Na época em que o Papa Francisco fez essa recomendação de leitura, a eleição nos Estados Unidos em que o destino de Trump será determinado estava a 10 dias de distância.

Um dia depois, Francisco nomeou 13 novos cardeais, incluindo o arcebispo Wilton Gregory nos Estados Unidos. A manchete principal nos Estados Unidos era sobre Gregory ser o primeiro afro-americano a receber o chapéu vermelho, mas um subtítulo comum era mais ou menos “Prelado que enfrentou Trump é nomeado cardeal”.

A referência era Gregory criticando publicamente o Santuário Nacional de São João Paulo II, propriedade dos Cavaleiros de Colombo, em Washington, por hospedar Trump em junho, apenas um dia depois ter sido gás lacrimogêneo para dispersar os manifestantes de George Floyd para permitir que o presidente fizesse uma oportunidade de foto do outro lado da rua da Casa Branca, na Igreja Episcopal de São João.

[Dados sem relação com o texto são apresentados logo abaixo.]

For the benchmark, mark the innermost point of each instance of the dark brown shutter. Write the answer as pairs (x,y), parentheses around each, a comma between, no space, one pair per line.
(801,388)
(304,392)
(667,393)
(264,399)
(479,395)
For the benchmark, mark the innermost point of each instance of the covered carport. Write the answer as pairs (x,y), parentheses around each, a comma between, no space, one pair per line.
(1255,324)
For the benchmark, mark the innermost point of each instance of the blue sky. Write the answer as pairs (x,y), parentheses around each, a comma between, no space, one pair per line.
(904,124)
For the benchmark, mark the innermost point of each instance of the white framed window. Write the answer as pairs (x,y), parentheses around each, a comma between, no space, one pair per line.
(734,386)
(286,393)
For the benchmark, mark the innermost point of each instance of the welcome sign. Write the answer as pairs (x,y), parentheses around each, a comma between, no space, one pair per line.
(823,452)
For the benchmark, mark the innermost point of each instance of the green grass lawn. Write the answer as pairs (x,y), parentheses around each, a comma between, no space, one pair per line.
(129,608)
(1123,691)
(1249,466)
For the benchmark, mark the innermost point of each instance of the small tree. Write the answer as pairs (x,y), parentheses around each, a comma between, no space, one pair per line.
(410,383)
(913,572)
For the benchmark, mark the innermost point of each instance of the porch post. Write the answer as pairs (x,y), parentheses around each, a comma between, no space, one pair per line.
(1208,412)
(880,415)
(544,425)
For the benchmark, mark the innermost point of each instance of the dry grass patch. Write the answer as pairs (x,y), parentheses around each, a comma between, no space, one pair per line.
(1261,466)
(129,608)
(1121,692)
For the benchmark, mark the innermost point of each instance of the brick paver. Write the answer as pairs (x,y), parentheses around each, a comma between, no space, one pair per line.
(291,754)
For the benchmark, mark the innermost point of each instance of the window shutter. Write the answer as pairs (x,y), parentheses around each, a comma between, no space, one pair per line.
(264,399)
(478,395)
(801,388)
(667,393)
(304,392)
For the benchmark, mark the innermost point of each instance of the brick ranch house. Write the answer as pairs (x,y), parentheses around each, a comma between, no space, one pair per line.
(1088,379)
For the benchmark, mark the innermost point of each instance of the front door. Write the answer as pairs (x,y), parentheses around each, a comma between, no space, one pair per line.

Claro, seria terrível reducionista apresentar a nomeação de Gregory como um contraponto a Trump. Ele tem uma longa e distinguida carreira, e o simbolismo de se tornar o primeiro cardeal afro-americano em um tempo de profunda tensão racial é convincente.

Similarmente, seria verdadeiramente exagerado dizer que a recomendação do livro de Ginzberg pelo Papa era dirigido à eleição dos EUA. Além de tudo, ele estava falando com políticos espanhóis e seu quadro de referência era europeu.

Ainda assim, se a preocupação em ser visto como partidário perto de uma eleição fosse realmente tão forte quanto o Vaticano costuma dizer, teria sido tão difícil esperar alguns dias para dar referência positiva a um livro ou nomear uma nova leva de cardeais?

Em outras palavras, quando um Papa ou outra autoridade sênior do Vaticano não quer fazer algo, a proximidade de uma eleição pode ser uma maneira útil de explicar por que não. Quando sentem vontade de fazer algo, porém, a preocupação com as consequências políticas nem sempre parece impedi-los.